039 とことん話し合えたから成功した、
築28年、一戸建てのリノベーション

東京都 長谷さん 築28年木造在来工法

2階LDKは家の幅の端から端までを使い、約14畳の広さを確保。天井高を既存より1センチ上げ、窓ガラスの大きなサッシを使用することで開放感をアップ。白を基調とした空間にワインレッドをアクセントカラーとした(写真をクリックすると拡大します)

着工直前に契約破棄。新たなリフォーム会社に依頼

 築28年ということもあり、老朽化が進み、すき間風が入るようになっていた。全体的に収納が少なくて片付かない。「家にいたくないので、休みの日はいつも家族で外出していました。そんな日々に終止符をうち、心地良い空間で落ちついて暮らすために大々的なリノベーションに踏み切りました」と語る長谷さん夫妻。この家はご主人が10歳から23歳までを暮らした実家。社会人になってからは実家から独立していましたが、ご両親が別の家に移り住むことになり、入れ替わりで長谷さん夫妻が住むことに。そのまま10年間住んだ後の決断でした。

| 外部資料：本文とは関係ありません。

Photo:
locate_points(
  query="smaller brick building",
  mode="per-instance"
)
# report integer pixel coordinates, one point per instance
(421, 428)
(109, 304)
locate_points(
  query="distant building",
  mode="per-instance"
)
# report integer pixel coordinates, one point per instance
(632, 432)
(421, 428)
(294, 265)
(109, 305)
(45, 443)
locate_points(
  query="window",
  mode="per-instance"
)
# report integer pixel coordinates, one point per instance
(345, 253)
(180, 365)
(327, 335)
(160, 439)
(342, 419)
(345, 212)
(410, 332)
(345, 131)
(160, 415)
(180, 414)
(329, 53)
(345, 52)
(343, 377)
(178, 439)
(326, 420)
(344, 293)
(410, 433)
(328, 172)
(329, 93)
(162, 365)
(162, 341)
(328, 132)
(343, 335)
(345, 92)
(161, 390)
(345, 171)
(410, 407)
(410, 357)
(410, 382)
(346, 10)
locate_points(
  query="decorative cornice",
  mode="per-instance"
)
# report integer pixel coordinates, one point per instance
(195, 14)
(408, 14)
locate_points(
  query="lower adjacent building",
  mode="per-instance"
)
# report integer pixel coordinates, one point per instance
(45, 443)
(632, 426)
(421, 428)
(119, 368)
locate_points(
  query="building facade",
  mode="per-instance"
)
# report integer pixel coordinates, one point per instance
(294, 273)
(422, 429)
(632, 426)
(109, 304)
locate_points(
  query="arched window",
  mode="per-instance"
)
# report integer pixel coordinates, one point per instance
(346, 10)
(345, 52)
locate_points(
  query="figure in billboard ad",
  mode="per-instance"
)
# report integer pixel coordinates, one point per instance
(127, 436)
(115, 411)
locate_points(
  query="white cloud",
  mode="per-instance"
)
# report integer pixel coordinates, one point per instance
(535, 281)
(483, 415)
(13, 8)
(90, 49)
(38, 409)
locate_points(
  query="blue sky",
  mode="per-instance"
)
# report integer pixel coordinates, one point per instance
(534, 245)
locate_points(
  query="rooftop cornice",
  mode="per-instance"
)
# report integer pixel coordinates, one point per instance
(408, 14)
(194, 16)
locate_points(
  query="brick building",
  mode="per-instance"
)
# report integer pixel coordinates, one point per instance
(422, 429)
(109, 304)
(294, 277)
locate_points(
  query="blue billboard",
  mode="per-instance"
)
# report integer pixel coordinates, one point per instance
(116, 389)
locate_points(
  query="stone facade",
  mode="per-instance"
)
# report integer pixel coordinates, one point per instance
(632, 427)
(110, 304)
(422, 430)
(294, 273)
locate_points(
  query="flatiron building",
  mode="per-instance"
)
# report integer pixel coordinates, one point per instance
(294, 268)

 建て売り住宅に魅力を感じないので、どこかに移り住むという選択はありませんでした。新しく建て替えるという案もありましたが、現在の建築基準法では、建て替えると今より小さな家になってしまう。この地域は3階建ての建築が不可。地下室をつくろうとしても、すぐ近くに川が流れているので湿気の問題から難しい。上にも下にも伸ばすことができない状況のなかで、現在のスペースを維持しながら、快適な住環境を実現するにはリノベーションという方法をとるしかありませんでした」(ご主人)

 

リビングルーム
1階にあったリビングダイニング。収納が少なく、カラーボックスなどを簡易に置き、いつも雑然としていた(写真をクリックすると拡大します)
リビング

サクラ材のフローリングに白い壁と天井でナチュラルモダンなリビング。ダイニングテーブルはエクステンションタイプ(伸縮式)を選び、両親が遊びに来た時にもゆったり食事が楽しめる(写真をクリックすると拡大します)

 

 

(左)2階、リビングの一角となる階段まわり。木のフレームにアイアンのサークル、タイルの壁をコーディネートして、おしゃれなコーナーを演出(写真をクリックすると拡大します) (右)空間にシャープな印象を与えるスリット型の窓を多用。斜めに開口することができ、風も通せる。光を取り入れながら、壁も多く残せるので、耐震強度の確保の一助にも(写真をクリックすると拡大します)

 

 

(左)バーチカルブラインド(縦型ブラインド)は、白地をベースにアクセントカラーとしてワインレッドをプラス。どこに色を入れるかは、ブラインドメーカー「ニチベイ」のホームページからダウンロードできるアプリケーション「ウィンドウシュミレーター」でシュミレーションしてオーダーした(写真をクリックすると拡大します)
(右)照明は天井埋め込め式のダウンライトに統一してスッキリ。4つのダウンライトを近距離に配置することで、シーリングライトと同じ効果をねらった(写真をクリックすると拡大します)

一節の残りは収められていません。